Nadie entendería su significado y a decir verdad la mayoría no conocía aquellos animales más que por esas pequeñas pantallas que usan a todas horas. El día que la curiosidad les llevó a escribir en “You Tube” la palabra “Zorras” y les salió un pequeño y extraño perro con ojos de gato y una cola enorme.

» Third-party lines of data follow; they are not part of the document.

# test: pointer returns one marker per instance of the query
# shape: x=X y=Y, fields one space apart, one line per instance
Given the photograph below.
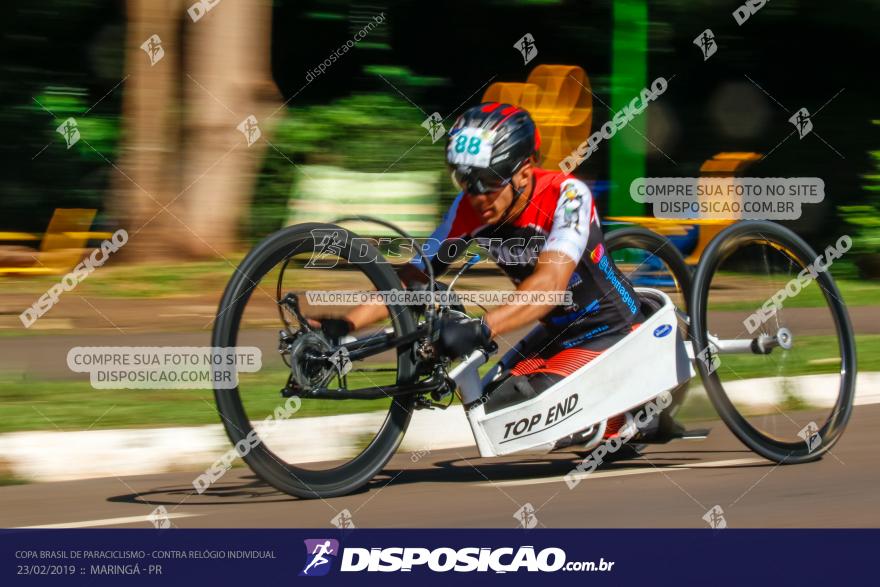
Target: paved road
x=673 y=486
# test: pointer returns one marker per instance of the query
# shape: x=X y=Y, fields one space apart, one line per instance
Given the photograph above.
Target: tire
x=793 y=247
x=351 y=475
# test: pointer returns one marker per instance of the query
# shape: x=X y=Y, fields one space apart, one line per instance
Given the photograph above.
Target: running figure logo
x=801 y=121
x=715 y=518
x=153 y=48
x=250 y=129
x=526 y=46
x=706 y=42
x=320 y=552
x=810 y=435
x=69 y=131
x=330 y=245
x=434 y=125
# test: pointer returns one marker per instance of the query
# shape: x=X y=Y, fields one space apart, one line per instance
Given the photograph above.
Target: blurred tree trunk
x=190 y=172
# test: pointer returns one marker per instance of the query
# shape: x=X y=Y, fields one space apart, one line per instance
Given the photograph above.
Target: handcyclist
x=542 y=228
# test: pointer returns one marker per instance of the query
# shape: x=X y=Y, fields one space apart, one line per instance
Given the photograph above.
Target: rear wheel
x=648 y=259
x=790 y=404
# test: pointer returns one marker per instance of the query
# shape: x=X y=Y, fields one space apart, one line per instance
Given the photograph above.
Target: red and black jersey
x=560 y=216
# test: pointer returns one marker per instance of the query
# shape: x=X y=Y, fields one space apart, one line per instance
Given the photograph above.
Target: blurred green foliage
x=375 y=132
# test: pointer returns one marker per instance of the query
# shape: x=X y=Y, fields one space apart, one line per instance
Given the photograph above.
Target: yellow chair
x=61 y=247
x=561 y=103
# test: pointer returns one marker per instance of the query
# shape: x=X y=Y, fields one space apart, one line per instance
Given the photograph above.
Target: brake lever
x=291 y=302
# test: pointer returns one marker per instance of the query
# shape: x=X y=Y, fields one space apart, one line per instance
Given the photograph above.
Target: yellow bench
x=61 y=247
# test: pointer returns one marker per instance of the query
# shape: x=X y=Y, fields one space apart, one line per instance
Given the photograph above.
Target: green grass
x=852 y=292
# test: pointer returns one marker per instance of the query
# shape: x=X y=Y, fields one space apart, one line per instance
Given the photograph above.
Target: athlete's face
x=491 y=207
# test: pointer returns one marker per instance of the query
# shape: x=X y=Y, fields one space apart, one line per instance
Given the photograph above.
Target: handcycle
x=403 y=371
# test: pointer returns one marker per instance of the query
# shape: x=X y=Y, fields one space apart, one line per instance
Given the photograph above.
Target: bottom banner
x=224 y=557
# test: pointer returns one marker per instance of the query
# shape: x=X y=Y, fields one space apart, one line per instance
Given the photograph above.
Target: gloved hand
x=335 y=328
x=458 y=337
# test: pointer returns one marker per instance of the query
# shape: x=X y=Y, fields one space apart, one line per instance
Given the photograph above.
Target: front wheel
x=773 y=341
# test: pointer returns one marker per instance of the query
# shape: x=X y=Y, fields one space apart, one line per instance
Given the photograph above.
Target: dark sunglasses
x=476 y=183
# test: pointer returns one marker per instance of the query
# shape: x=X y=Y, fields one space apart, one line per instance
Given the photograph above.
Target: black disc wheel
x=773 y=340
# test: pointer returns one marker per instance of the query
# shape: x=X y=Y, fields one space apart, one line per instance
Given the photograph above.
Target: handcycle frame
x=607 y=386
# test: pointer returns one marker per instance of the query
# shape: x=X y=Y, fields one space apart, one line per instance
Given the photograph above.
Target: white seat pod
x=650 y=360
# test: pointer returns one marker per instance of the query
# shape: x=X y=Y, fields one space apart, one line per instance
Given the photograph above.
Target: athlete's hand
x=333 y=328
x=461 y=336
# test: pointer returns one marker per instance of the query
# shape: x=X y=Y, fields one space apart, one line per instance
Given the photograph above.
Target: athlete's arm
x=565 y=246
x=552 y=273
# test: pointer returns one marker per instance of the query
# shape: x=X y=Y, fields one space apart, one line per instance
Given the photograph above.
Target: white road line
x=623 y=473
x=107 y=521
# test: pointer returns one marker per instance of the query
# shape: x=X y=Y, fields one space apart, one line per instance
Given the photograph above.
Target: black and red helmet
x=488 y=144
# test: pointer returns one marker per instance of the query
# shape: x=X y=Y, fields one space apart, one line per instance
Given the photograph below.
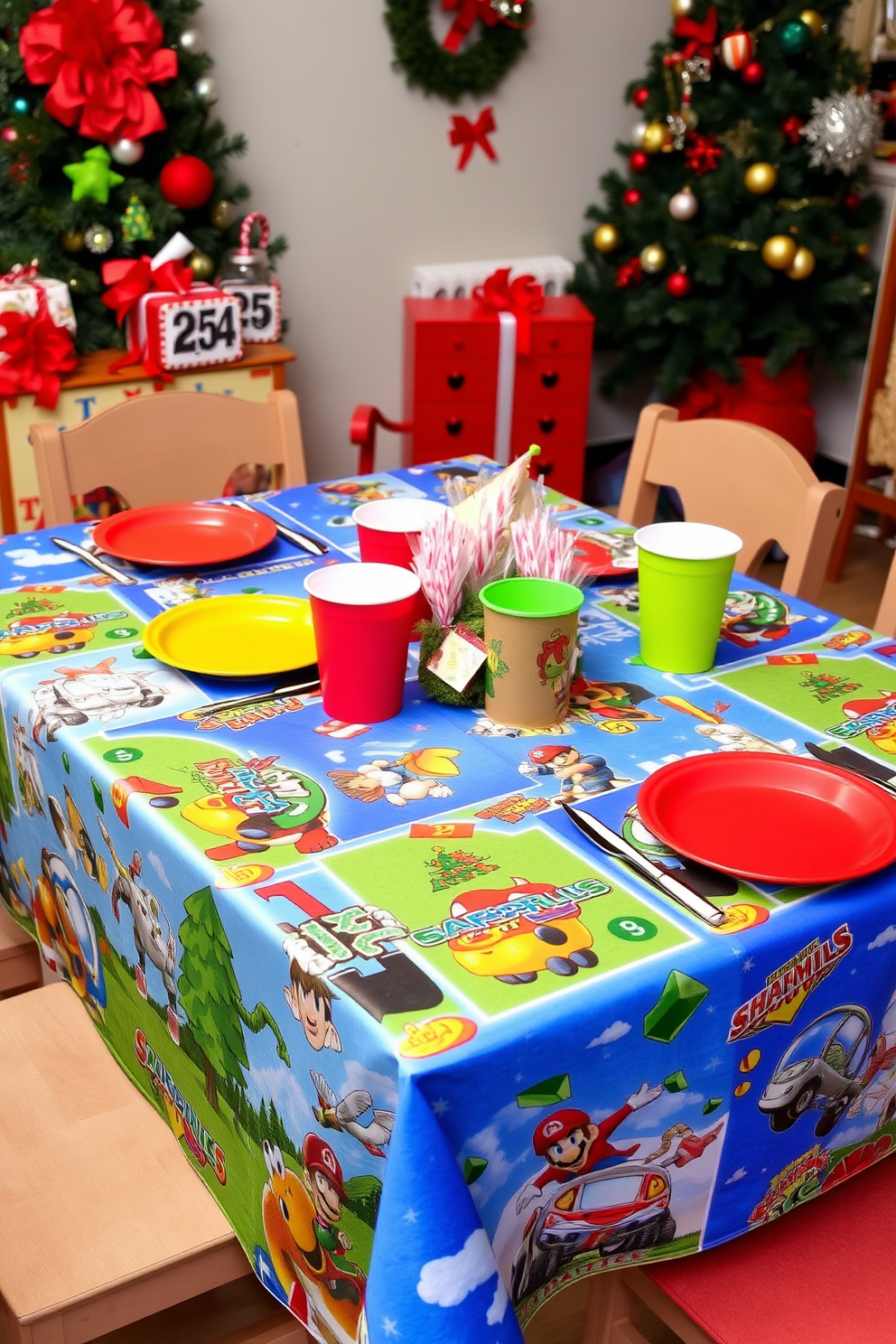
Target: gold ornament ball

Que lejos de su naturaleza y perdida anda la humanidad desde que olvidó el susurro del viento, los humos prostituyen el aroma de las flores, cuando se confundió por vez primera el ruido de la lluvia con el de las freidoras de los “fast food” . Desde que “el mercado” dicta las modas para convertirnos en nuestros propios “clones” uniformándonos en lugar de vestirnos de acuerdo a nuestro gusto y personalidad.

 

Desde que los Maestros y Médicos ya no viven en los pueblos y solo conocen a sus pacientes a través de un expediente rellenado de “correprisa” por algún funcionario aburrido. Y las farmacias en lugar de preparar fórmulas Magistrales venden medicamentos comerciales y cremas antiarrugas.

 

Cuando los jóvenes dejaron de leer y viven la vida a través de un teléfono móvil hablándose por mensaje aunque estén sentados unos frente a otros. El día que el último gallo cantó en la madrugada y ya los pollos nacieron sobrealimentados y desplumados en las neveras de los supermercados.

 

 

-¿Abubilla?-
-Cotur…no…deme una pista…la primera letra-.
-La U-.
-Upupa…upupa…Upupa epops-.
-¿Vulpes Vulpes?-.
-Zorro-.

-¿Aquila chrysaetos?-.

-Aguila Real-.

Lo que había comenzado como un simple comentario durante la proyección de una película había tomado tintes más serios. Ahora la profesora se esforzaba en averiguar si su alumno en realidad sabía lo que decía o solo era la fanfarronería típica de su edad.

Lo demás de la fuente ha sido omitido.